| Relias said: @Impulsivty 1st off using your argument that cutting edge makes value. Understand this. Yeah, I was impressed with the movies of FF VII but I was more impressed with the actual game play footage and speed of Panzer Dragoon. Technically using Cutting Edge as an argument I would say that Sega Saturn was the biggest value of it's time. It had multiple processors for graphics and sound, came with built in RAM and had a cartridge slot for additional RAM or with the right cartridge you could play import games and you could also play games on the internet. Also, you think in to narrow terms when you think cutting edge.

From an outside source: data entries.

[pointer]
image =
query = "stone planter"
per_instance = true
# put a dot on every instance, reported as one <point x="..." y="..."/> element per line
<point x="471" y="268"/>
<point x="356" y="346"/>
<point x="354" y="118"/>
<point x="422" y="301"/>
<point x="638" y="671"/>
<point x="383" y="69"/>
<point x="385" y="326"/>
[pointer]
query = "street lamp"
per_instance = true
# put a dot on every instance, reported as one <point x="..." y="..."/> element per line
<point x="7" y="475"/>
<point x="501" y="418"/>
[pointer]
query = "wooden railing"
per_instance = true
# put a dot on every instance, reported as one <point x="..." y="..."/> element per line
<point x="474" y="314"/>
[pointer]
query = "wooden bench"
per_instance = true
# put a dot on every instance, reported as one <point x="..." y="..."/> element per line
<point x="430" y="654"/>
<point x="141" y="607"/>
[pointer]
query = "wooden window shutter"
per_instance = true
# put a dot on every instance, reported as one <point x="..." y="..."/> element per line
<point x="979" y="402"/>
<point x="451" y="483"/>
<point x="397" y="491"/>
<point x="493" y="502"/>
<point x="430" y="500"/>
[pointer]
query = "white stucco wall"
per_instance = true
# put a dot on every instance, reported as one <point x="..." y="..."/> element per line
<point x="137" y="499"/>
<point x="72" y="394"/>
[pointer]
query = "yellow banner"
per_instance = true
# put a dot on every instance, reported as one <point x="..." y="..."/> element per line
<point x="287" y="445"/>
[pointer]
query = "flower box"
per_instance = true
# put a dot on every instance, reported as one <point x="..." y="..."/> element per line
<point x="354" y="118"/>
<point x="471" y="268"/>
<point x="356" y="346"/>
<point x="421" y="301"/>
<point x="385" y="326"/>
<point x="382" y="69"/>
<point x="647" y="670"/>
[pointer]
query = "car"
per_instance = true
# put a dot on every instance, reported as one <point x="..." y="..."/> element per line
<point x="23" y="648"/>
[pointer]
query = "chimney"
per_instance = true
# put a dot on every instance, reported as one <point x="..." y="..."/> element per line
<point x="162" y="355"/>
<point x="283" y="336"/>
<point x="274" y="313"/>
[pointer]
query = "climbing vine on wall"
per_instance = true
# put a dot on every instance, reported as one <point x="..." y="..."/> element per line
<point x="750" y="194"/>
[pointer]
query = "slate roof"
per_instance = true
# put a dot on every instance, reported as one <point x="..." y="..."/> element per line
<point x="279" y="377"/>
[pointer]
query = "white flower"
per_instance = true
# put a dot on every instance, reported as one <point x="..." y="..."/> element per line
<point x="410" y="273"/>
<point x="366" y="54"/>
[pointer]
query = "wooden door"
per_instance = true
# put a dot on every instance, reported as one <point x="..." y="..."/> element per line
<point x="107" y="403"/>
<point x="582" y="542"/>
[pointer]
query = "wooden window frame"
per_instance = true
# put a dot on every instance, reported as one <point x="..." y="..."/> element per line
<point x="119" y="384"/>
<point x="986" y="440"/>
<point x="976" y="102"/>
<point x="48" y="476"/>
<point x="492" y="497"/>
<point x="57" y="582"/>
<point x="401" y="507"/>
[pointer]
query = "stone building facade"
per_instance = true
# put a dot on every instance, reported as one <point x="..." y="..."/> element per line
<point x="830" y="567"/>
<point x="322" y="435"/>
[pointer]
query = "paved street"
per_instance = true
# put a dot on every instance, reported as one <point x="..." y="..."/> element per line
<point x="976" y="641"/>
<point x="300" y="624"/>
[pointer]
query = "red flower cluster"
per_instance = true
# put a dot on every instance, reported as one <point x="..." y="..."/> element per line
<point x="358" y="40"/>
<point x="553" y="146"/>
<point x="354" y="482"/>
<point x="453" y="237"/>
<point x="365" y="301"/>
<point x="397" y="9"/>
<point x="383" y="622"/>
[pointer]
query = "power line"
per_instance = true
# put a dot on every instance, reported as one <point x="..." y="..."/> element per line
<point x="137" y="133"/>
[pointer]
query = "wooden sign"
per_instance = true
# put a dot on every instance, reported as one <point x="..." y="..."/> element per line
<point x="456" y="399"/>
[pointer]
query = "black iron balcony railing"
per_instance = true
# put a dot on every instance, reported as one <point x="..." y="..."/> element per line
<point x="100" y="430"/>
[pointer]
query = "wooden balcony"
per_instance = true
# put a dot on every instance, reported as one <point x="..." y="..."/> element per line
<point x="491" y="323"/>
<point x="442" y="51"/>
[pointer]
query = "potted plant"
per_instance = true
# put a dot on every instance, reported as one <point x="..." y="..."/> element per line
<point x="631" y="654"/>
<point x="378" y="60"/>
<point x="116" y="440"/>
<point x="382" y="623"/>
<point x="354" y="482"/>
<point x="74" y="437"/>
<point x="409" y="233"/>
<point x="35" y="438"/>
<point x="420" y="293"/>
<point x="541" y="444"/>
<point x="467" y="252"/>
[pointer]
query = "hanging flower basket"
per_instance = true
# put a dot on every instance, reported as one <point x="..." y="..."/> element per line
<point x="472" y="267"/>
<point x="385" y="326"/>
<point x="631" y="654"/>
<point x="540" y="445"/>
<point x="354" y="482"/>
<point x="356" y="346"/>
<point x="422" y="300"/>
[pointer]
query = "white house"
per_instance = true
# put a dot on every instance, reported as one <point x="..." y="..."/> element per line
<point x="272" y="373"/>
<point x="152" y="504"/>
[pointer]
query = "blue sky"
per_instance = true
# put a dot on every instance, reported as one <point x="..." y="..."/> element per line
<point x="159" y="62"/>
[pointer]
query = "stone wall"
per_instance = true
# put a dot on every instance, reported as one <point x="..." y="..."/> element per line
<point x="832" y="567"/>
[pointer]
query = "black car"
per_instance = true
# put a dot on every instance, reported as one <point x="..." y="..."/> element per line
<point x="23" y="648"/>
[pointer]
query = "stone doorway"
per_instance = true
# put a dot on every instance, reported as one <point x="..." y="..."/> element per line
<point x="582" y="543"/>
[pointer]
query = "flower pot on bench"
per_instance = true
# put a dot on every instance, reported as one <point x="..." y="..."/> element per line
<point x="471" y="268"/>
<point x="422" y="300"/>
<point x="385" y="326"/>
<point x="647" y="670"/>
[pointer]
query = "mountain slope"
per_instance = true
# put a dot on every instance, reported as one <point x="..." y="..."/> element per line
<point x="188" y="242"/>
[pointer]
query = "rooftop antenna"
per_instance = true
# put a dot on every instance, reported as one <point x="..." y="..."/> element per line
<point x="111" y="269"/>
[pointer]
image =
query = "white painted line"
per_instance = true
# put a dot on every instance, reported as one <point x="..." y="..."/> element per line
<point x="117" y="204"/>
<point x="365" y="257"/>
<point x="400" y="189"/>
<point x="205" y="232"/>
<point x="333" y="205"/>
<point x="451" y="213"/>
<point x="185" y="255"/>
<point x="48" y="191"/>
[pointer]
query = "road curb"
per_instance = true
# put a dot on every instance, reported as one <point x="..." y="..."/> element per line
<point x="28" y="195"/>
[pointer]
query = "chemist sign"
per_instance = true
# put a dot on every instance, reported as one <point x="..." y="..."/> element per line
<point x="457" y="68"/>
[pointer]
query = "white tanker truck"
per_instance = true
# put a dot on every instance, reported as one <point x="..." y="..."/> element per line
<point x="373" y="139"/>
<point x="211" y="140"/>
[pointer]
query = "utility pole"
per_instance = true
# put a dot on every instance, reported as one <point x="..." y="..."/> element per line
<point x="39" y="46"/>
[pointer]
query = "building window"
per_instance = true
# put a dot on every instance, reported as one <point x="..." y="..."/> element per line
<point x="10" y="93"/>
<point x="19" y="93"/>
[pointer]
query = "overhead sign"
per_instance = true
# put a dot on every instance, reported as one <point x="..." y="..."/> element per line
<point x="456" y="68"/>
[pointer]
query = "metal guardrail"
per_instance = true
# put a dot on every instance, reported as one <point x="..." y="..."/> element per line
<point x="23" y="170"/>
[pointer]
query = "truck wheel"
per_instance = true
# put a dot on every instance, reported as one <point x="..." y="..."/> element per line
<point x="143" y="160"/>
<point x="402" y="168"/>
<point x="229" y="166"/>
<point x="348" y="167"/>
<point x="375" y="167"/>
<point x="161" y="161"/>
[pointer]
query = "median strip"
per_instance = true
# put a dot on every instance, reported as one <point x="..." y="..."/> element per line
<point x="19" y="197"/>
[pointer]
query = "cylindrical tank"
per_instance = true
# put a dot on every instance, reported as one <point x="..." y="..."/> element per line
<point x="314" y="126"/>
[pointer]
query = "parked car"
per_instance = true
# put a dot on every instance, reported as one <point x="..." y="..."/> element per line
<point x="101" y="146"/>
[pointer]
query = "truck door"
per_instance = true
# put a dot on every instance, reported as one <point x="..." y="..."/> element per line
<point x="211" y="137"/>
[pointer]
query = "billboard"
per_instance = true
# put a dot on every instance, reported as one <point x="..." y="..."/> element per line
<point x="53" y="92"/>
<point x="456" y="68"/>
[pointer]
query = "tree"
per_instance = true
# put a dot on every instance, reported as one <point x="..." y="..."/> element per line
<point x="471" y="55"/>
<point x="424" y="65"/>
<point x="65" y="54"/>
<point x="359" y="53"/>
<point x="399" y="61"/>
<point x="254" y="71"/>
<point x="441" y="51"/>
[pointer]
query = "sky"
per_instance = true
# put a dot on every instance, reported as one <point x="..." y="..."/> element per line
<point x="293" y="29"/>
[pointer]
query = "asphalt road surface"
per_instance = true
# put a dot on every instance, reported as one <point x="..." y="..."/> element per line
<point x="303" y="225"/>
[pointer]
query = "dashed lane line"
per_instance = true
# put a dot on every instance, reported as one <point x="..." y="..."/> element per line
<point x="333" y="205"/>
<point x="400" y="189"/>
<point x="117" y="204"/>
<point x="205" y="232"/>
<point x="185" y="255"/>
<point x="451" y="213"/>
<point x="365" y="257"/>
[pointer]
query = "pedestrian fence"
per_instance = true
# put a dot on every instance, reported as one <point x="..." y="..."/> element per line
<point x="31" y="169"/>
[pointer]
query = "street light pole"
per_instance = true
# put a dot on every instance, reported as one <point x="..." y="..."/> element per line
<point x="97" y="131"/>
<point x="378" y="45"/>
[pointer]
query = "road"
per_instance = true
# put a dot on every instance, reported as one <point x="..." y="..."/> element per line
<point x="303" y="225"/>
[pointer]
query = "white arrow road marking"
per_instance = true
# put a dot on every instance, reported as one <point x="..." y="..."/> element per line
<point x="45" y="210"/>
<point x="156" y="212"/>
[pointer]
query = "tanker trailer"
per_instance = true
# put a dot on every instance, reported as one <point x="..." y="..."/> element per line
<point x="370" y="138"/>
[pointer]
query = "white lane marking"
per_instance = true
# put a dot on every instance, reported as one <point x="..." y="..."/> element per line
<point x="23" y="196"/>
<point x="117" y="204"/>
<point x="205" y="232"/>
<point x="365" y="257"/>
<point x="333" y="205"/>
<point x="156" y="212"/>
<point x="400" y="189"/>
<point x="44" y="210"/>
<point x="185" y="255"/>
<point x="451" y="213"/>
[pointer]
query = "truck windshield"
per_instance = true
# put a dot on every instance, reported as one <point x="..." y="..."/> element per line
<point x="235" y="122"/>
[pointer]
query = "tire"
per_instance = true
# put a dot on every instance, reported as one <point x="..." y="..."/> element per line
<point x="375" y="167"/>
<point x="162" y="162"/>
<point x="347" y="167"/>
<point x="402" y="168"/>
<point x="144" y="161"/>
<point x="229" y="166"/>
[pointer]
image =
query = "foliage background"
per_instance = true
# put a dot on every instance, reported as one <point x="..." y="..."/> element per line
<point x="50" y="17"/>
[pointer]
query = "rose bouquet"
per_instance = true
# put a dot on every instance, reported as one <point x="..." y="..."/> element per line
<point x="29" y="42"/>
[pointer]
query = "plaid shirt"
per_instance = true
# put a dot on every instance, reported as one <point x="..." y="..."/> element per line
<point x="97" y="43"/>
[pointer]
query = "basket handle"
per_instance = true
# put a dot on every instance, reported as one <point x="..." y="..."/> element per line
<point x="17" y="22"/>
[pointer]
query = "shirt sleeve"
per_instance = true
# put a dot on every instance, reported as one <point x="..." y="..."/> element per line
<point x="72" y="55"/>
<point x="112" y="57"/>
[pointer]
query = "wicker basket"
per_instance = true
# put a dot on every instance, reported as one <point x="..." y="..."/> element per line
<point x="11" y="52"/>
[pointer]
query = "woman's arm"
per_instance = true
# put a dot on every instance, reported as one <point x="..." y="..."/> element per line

It's all about graphics and movies for you.(Seems that way seeing as to how you seem to mention them alot) But what you and other's fail to see that the Wii is cutting edge in it's own way. The controls, the ability to play a game like Wii Fit and Wii Ski at home. I don't know but I don't believe that it was possible before. You had to be at an arcade to do that and then yeah you can legally download games from older systems and play them. So you see the PS3 and the Wii are both cutting edge it's just that they do it in different ways and the Wii seems more appealing at the moment. |
The Saturn actually had some pretty asinine hardware, and, as I recall, the slowest clock speed of the big three that generation (N64 being the fastest, Playstation being a distant second, Saturn just under the PS), and it was not known for online gaming. The Saturn also bucked convention by being built around quadrangles rather than triangles which is essentially the standard for 3-D polygonal gaming. So convoluted and difficult to use was the Saturn's hardware, that it's been said that only Sega's internal teams were ever able to fully utilize it. That said, it was a good system cut short by Sega's short-sightedness and dreadful business decisions. Interestingly, the hardware design that became the N64 was, apparently, originally offered to Sega for the Saturn.
As of now, though, I have no preference on which system was actually "better" at the time, the Saturn or Playstation. The Saturn had a lot more options available to it, such as (as you said) the ability to add RAM and the built-in flash memory. Which, by the way, is dead in my Saturn (need a new battery).